Why NUMA alignment matters
On a multi-socket GPU node, both the GPUs and the RDMA NICs attach to specific NUMA nodes via the PCIe topology. When a GPU and the NIC it uses for inter-node communication sit on the same NUMA node, traffic stays local to that socket (NODE path in nvidia-smi topo -m). When they sit on different NUMA nodes, traffic crosses the inter-socket interconnect (SYS path), adding latency and reducing bandwidth.

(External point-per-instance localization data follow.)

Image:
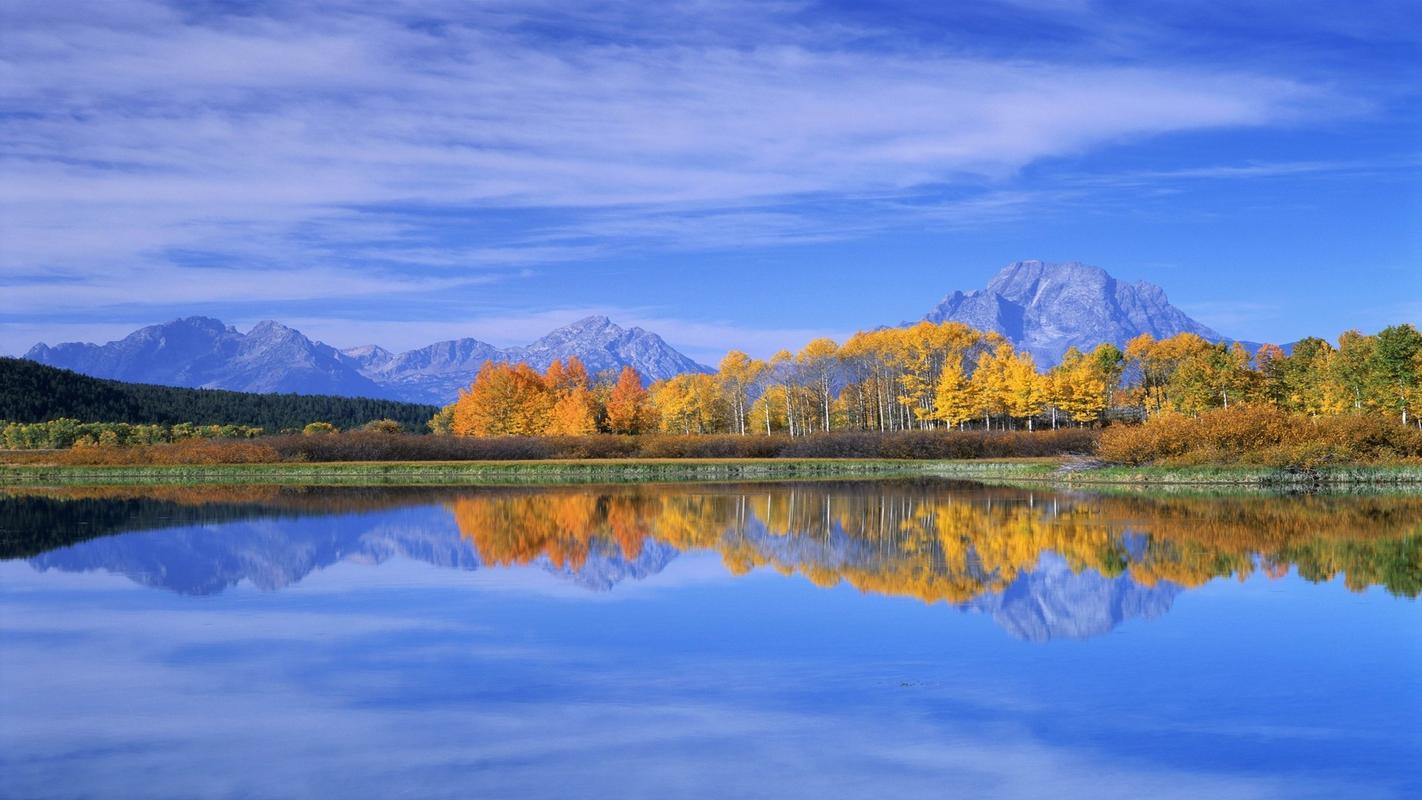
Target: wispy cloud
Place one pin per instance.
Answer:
(137, 130)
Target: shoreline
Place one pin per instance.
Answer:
(1044, 471)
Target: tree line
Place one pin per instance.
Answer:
(36, 392)
(947, 375)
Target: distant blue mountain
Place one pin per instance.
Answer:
(1048, 307)
(205, 353)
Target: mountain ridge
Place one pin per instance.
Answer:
(206, 353)
(1045, 307)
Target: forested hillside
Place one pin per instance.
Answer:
(34, 392)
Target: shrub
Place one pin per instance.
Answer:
(182, 452)
(1260, 435)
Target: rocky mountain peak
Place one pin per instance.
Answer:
(1047, 307)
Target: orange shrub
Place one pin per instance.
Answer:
(1260, 435)
(184, 452)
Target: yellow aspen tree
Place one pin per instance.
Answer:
(1024, 390)
(953, 401)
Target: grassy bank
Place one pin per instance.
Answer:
(501, 472)
(1050, 471)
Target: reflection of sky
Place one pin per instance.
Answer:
(410, 679)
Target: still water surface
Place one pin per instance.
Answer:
(814, 640)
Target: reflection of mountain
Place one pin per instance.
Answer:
(1043, 564)
(276, 553)
(1055, 603)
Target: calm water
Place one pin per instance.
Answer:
(816, 640)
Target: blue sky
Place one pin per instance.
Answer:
(725, 174)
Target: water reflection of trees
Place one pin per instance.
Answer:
(954, 543)
(933, 540)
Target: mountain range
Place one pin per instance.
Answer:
(1038, 306)
(1044, 309)
(205, 353)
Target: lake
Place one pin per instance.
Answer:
(889, 638)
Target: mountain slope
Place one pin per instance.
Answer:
(34, 392)
(1047, 307)
(438, 371)
(204, 353)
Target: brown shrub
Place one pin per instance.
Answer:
(1260, 435)
(182, 452)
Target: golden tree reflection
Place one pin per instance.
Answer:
(953, 544)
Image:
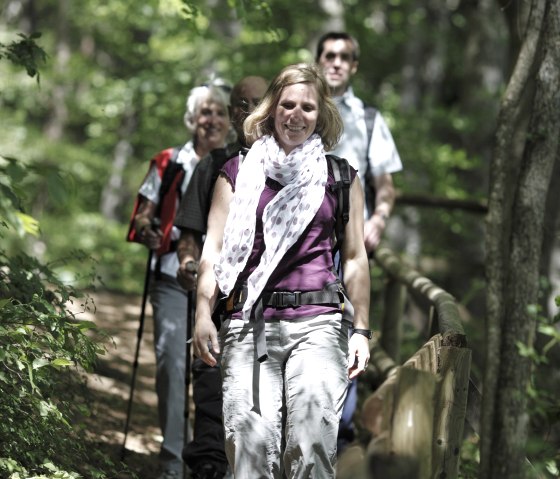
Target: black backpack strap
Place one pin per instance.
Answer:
(341, 186)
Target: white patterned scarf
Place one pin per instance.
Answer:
(303, 173)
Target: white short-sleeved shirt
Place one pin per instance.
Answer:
(150, 189)
(381, 153)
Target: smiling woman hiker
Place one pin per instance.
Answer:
(283, 346)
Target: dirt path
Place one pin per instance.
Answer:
(119, 316)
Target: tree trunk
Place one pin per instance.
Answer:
(58, 115)
(514, 241)
(111, 196)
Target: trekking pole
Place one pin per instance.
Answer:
(155, 224)
(190, 314)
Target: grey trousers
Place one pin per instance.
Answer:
(169, 303)
(281, 416)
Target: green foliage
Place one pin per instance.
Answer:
(25, 53)
(44, 350)
(544, 404)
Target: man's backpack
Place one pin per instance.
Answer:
(341, 186)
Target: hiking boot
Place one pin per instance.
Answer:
(207, 471)
(170, 474)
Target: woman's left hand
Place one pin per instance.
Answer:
(358, 355)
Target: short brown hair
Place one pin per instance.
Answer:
(329, 123)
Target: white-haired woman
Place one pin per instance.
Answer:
(207, 120)
(283, 348)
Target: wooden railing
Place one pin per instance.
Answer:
(415, 418)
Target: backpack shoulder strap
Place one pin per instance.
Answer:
(172, 168)
(341, 186)
(370, 113)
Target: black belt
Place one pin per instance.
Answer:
(332, 293)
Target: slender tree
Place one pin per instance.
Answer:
(514, 239)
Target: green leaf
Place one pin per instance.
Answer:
(62, 362)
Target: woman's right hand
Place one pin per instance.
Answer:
(205, 339)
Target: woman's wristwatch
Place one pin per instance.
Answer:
(368, 333)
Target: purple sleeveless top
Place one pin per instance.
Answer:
(308, 264)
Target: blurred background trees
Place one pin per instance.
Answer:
(112, 88)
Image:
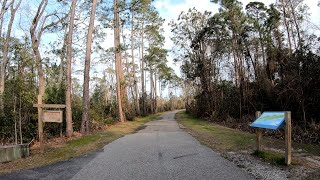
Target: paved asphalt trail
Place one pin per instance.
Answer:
(161, 151)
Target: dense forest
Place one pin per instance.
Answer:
(251, 57)
(106, 61)
(103, 59)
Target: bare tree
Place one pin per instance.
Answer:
(69, 129)
(6, 46)
(136, 100)
(86, 99)
(118, 59)
(37, 28)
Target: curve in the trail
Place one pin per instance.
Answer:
(160, 150)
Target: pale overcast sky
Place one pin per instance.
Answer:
(170, 9)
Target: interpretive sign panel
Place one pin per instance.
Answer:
(270, 120)
(52, 116)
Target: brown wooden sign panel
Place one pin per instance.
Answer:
(52, 116)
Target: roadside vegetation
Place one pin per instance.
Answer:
(223, 139)
(63, 149)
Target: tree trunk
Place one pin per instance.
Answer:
(155, 92)
(35, 41)
(151, 91)
(137, 107)
(287, 26)
(86, 99)
(6, 47)
(142, 72)
(69, 128)
(118, 59)
(296, 24)
(63, 56)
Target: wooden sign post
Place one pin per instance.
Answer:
(47, 116)
(274, 120)
(259, 134)
(288, 137)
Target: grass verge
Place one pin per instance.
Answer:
(223, 139)
(75, 147)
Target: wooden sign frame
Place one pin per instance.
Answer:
(288, 136)
(40, 107)
(52, 116)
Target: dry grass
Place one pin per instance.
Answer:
(64, 150)
(223, 139)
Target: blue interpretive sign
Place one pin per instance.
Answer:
(270, 120)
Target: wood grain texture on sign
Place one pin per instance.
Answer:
(52, 116)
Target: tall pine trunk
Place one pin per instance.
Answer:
(118, 60)
(5, 52)
(86, 99)
(69, 128)
(136, 98)
(142, 72)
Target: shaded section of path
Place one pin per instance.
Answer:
(160, 150)
(62, 170)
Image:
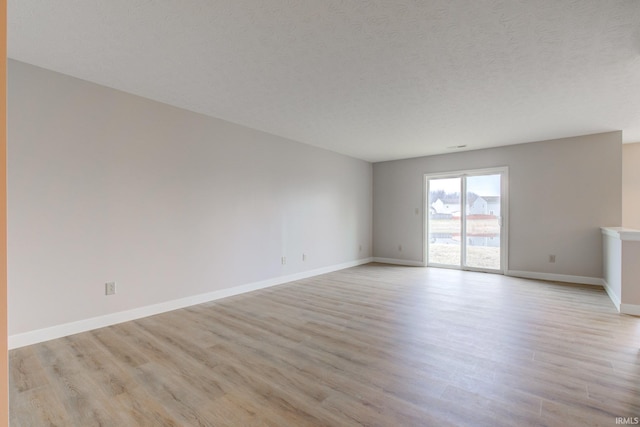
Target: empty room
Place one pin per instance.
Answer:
(336, 213)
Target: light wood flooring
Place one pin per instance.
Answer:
(373, 345)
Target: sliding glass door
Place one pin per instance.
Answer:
(465, 220)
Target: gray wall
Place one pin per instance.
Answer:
(107, 186)
(631, 185)
(560, 193)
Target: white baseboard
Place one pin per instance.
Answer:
(632, 309)
(394, 261)
(615, 299)
(582, 280)
(59, 331)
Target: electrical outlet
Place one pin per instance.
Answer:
(110, 288)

This example demonstrates the effect by allocating the same four GPUs in both runs and varying only which four NICs are bound to them. DRANET makes this controllable because it publishes per-device attributes (including rdma and numaNode) that you select against in a ResourceClaimTemplate using CEL.
DeviceClass
apiVersion: resource.k8s.io/v1
kind: DeviceClass
metadata:
name: dranet.net
spec:
selectors:
- cel:
expression: device.driver == "dra.net"
ResourceClaimTemplates
Both templates request the same four GPUs (selected by pciBusID) and four NICs requiring rdma == true, differing only in the NIC numaNode:
apiVersion: resource.k8s.io/v1
kind: ResourceClaimTemplate
metadata:
name: h100-4gpu-4nic-numa-aligned
spec:
spec:
devices:
requests:
- name: gpu
exactly:
deviceClassName: gpu.nvidia.com
count: 4
selectors:
- cel:
expression: >-
device.attributes["resource.kubernetes.io"]["pciBusID"] in
["0001:00:00.0", "0002:00:00.0", "0003:00:00.0", "0008:00:00.0"]
- name: nic
exactly:
deviceClassName: dranet.net
count: 4
selectors:
- cel:
expression: >-
device.attributes["dra.net"]["rdma"] == true &&
device.attributes["dra.net"]["numaNode"] == 0
---
apiVersion: resource.k8s.io/v1
kind: ResourceClaimTemplate
metadata:
name: h100-4gpu-4nic-numa-unaligned
spec:
spec:
devices:
requests:
- name: gpu
exactly:
deviceClassName: gpu.nvidia.com
count: 4
selectors:
- cel:
expression: >-
device.attributes["resource.kubernetes.io"]["pciBusID"] in
["0001:00:00.0", "0002:00:00.0", "0003:00:00.0", "0008:00:00.0"]
- name: nic
exactly:
deviceClassName: dranet.net
count: 4
selectors:
- cel:
expression: >-
device.attributes["dra.net"]["rdma"] == true &&
device.attributes["dra.net"]["numaNode"] == 1
The two MPIJob manifests (mpi-job-4gpu-4nic-numa-aligned.yaml / -unaligned.yaml) and the launcher, worker, and benchmark scripts are in the example directory. The aligned and unaligned manifests are otherwise identical; they differ only in which ResourceClaimTemplate they reference.
Running the example
Install the MPI Operator if the cluster does not already have the MPIJob CRD:
kubectl apply --server-side -k "https://github.com/kubeflow/mpi-operator/manifests/overlays/standalone?ref=v0.7.0"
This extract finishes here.